Dated:  ________________

                            ____________________________
                            Signature


INSTRUCTION:  Please do not fill in any blanks other than the
signature line.  The purpose of this assignment is to enable the
Corporation to automatically cancel unvested shares in the event
of the Director's termination of Board service in accordance with
the Agreement without requiring additional signatures on the part
of the Director.

<PAGE>

                           EXHIBIT II

                   SECTION 83(B) TAX ELECTION

This statement is being made under Section 83(b) of the Internal
Revenue Code, pursuant to Treas. Reg. Section 1.83-2.

(1)  The taxpayer who performed the services is:  

     Name:  
     Address:  
               
               

     Taxpayer Ident.
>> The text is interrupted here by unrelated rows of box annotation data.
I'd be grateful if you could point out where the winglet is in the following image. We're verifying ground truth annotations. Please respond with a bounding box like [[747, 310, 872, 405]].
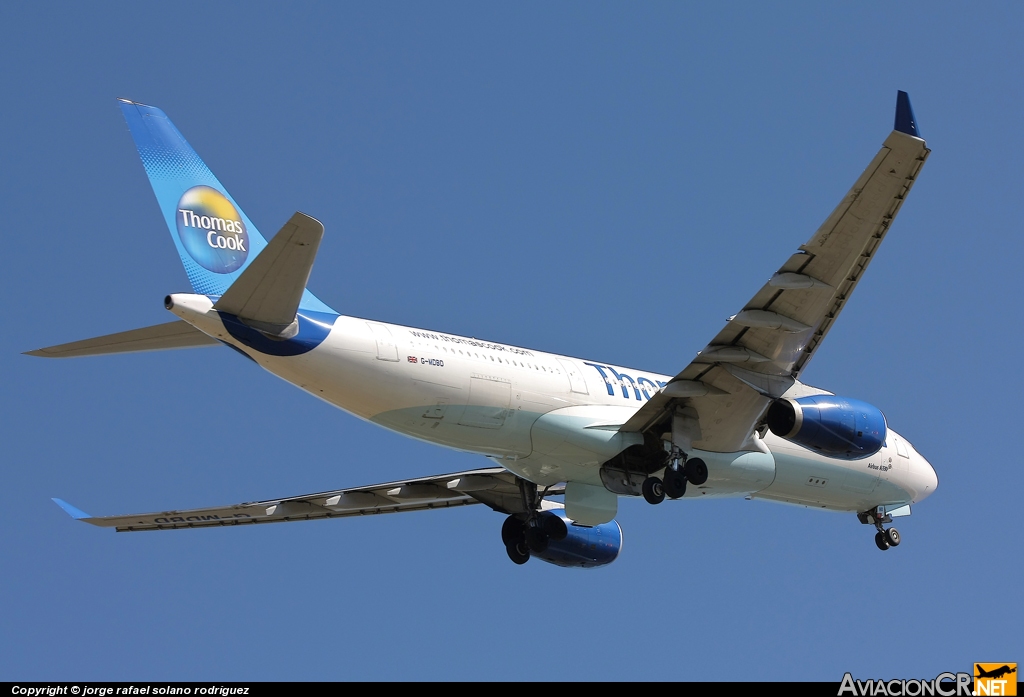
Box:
[[893, 90, 921, 138], [53, 498, 92, 520]]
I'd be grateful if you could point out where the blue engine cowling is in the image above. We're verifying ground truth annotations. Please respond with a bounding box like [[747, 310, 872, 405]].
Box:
[[530, 511, 623, 569], [768, 394, 886, 460]]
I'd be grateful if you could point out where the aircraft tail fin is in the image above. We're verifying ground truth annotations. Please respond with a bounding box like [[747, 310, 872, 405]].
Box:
[[213, 213, 324, 336], [118, 99, 333, 312]]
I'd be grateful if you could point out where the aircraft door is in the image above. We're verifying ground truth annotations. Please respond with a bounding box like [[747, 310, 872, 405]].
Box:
[[558, 358, 590, 394], [367, 321, 398, 361], [881, 433, 910, 482], [459, 376, 512, 429]]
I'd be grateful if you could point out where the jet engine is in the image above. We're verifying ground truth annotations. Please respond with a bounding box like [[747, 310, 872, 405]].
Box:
[[768, 394, 886, 460], [502, 511, 623, 568]]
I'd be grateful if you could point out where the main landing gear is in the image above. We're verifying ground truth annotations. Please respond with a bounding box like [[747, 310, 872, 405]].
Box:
[[642, 446, 708, 505], [502, 479, 569, 564], [874, 524, 899, 552]]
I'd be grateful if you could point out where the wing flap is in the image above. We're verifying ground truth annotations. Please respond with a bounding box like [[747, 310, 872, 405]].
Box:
[[622, 96, 931, 452], [54, 467, 548, 532], [25, 319, 220, 358]]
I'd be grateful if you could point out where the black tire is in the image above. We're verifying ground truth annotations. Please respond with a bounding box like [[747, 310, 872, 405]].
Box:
[[541, 513, 569, 542], [526, 525, 550, 554], [665, 468, 686, 498], [684, 458, 708, 486], [502, 516, 526, 547], [505, 542, 529, 565], [643, 477, 665, 506]]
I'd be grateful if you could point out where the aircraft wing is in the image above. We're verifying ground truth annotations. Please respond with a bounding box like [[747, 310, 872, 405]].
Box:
[[53, 467, 564, 532], [621, 92, 931, 452]]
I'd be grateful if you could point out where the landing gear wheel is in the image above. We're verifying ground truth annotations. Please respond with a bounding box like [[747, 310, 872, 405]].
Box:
[[502, 516, 526, 547], [665, 468, 686, 498], [541, 513, 569, 542], [683, 458, 708, 486], [643, 477, 665, 506], [505, 542, 529, 564], [526, 525, 549, 554]]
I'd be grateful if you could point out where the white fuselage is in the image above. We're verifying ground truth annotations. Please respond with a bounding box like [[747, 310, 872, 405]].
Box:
[[172, 295, 938, 511]]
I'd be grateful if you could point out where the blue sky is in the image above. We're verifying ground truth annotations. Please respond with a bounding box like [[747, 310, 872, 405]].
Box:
[[0, 2, 1024, 681]]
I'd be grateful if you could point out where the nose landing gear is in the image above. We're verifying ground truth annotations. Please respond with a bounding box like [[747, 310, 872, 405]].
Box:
[[857, 506, 900, 552]]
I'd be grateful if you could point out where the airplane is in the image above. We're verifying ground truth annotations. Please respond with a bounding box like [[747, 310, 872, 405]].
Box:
[[36, 91, 938, 568]]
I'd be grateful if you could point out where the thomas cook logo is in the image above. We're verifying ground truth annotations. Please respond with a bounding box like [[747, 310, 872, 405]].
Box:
[[176, 186, 249, 273], [974, 663, 1017, 697]]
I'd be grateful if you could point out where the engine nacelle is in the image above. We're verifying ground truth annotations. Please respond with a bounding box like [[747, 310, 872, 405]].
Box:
[[768, 394, 886, 460], [530, 511, 623, 568]]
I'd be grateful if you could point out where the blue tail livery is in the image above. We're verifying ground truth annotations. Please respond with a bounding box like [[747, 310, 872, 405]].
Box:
[[118, 99, 333, 312]]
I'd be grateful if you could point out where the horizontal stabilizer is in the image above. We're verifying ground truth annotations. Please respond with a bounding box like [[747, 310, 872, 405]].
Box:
[[213, 213, 324, 334], [53, 498, 92, 520], [25, 319, 220, 358]]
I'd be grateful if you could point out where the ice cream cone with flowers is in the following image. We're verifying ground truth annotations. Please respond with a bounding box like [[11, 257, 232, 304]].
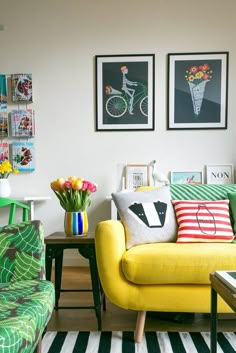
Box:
[[185, 64, 212, 118]]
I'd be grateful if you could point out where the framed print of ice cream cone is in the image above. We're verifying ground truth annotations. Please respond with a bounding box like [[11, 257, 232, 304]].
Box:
[[167, 52, 229, 130]]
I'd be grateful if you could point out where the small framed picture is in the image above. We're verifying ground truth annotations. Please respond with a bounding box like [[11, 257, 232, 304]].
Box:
[[206, 164, 234, 184], [125, 164, 150, 190], [170, 171, 203, 184], [167, 52, 228, 130], [95, 54, 155, 131]]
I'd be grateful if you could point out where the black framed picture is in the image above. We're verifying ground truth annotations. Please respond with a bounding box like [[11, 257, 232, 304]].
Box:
[[95, 54, 155, 131], [167, 52, 228, 130]]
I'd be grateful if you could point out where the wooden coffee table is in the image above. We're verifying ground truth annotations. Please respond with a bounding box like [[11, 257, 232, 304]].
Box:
[[210, 272, 236, 353], [44, 232, 106, 330]]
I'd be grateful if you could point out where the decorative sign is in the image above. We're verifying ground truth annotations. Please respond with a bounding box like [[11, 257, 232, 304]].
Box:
[[207, 164, 234, 184]]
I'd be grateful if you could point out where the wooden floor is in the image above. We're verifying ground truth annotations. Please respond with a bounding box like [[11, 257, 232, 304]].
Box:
[[48, 267, 236, 332]]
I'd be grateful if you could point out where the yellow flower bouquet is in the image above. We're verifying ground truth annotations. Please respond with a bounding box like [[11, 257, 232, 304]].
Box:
[[50, 176, 97, 212]]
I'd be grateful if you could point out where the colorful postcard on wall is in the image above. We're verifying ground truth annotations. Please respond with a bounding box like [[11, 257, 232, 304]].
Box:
[[167, 52, 229, 130], [170, 171, 203, 184], [11, 141, 35, 172], [11, 74, 33, 103], [0, 141, 9, 163], [0, 74, 7, 105], [96, 54, 155, 131], [0, 111, 8, 138], [11, 109, 35, 138]]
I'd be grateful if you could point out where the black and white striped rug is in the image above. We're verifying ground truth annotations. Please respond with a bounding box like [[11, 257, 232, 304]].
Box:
[[42, 331, 236, 353]]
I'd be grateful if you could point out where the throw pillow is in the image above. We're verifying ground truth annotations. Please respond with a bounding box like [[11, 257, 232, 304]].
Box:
[[172, 200, 234, 243], [112, 187, 177, 249], [228, 192, 236, 234]]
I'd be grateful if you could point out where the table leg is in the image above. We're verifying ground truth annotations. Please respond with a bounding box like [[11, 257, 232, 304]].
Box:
[[79, 245, 105, 331], [55, 248, 64, 310], [211, 287, 217, 353]]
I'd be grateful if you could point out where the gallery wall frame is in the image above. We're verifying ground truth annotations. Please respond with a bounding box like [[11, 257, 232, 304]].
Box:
[[167, 52, 229, 130], [206, 164, 234, 184], [125, 164, 150, 190], [170, 171, 203, 184], [95, 54, 155, 131]]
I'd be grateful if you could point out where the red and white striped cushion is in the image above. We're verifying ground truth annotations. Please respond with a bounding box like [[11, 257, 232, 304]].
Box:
[[172, 200, 234, 243]]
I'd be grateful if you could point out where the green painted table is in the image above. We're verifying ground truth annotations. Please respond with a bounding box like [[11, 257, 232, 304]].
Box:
[[45, 232, 106, 330], [210, 272, 236, 353]]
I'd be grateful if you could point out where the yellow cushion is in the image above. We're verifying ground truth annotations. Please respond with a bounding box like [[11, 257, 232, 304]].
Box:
[[122, 243, 236, 284]]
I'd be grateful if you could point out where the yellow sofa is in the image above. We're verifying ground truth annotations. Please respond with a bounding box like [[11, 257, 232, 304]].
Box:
[[95, 185, 236, 342]]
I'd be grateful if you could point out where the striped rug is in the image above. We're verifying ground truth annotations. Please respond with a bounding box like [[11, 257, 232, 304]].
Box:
[[42, 331, 236, 353]]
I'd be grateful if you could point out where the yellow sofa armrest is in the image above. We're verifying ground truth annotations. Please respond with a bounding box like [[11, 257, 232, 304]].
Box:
[[95, 220, 137, 309]]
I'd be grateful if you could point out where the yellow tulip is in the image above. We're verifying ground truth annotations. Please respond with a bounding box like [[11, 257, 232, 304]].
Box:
[[67, 176, 77, 183]]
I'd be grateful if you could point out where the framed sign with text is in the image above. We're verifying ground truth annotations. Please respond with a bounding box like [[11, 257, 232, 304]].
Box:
[[126, 164, 150, 190], [206, 164, 234, 184]]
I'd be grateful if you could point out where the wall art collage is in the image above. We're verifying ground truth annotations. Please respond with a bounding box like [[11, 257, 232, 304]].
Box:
[[0, 74, 35, 172], [95, 52, 229, 131]]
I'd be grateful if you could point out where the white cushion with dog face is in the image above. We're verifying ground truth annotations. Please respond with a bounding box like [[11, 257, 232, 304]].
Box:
[[112, 187, 177, 249]]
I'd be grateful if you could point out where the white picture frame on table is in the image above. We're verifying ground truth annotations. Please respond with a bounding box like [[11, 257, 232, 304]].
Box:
[[125, 164, 150, 190], [170, 170, 203, 184], [206, 164, 234, 184]]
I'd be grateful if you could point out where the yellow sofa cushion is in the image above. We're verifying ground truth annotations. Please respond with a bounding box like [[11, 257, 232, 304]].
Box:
[[122, 243, 236, 285]]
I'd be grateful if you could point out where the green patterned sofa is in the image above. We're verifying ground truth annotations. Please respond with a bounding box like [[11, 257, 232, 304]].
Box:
[[0, 221, 55, 353]]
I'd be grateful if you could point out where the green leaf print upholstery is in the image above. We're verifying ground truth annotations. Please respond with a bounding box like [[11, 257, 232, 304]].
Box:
[[0, 221, 55, 353]]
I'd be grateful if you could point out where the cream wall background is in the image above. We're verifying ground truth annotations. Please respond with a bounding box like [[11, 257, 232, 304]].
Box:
[[0, 0, 236, 264]]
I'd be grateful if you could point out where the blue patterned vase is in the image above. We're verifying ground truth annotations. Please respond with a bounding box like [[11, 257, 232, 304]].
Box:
[[64, 211, 88, 237]]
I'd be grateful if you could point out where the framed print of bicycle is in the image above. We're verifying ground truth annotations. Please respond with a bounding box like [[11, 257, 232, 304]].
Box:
[[167, 52, 228, 130], [96, 54, 155, 131]]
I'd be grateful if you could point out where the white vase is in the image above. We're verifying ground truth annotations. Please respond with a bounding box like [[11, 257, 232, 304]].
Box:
[[0, 179, 11, 197]]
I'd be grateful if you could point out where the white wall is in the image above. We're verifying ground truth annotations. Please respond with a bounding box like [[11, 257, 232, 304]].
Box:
[[0, 0, 236, 262]]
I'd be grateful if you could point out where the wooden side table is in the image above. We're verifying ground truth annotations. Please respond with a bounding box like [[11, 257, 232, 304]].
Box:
[[45, 232, 106, 330], [210, 272, 236, 353]]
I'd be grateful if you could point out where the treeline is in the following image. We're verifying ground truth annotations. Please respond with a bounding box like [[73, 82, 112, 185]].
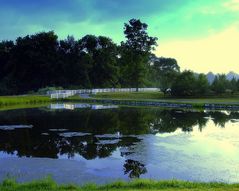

No.:

(2)  The property with respect to which the election is being
made is _____ shares of the Class A Common Stock of Koll Real
Estate Group.

(3)  The property was issued on January ______.

(4)  The taxable year in which the election is being made is the
calendar year _____.

(5)  The property is subject to a substantial risk of forfeiture
pursuant to which the taxpayer's right to the property will be
cancelled if taxpayer's service with the issuer is terminated for
any reason other than death or disability.  The property will
cease to be subject to such forfeiture risk and will vest in four
quarterly installments at the end of each calendar quarter during
the ___ calendar year. 

(6)  The fair market value at the time of transfer (determined
without regard to any restriction other than a restriction which
by its terms will never lapse) is $______ per share.

(7)  The amount paid for such property is $_______ per share.

(8)  A copy of this statement was furnished to Koll Real Estate
Group for whom taxpayer rendered the services underlying the
transfer of property.

(9)  This statement is executed as of: ___________, 199__.


______________________            _______________________________
Spouse (if any)                   Taxpayer

This form must be filed with the Internal Revenue Service Center
with which taxpayer files his/her Federal income tax returns. 
The filing must be made within 30 days after the execution date
of the Stock Issuance Agreement and should be made by registered
or certified mail, return receipt requested.  Director must
retain two (2) copies of the completed form for filing with his
or her Federal and State tax returns for the current tax year and
an additional copy for his or her records.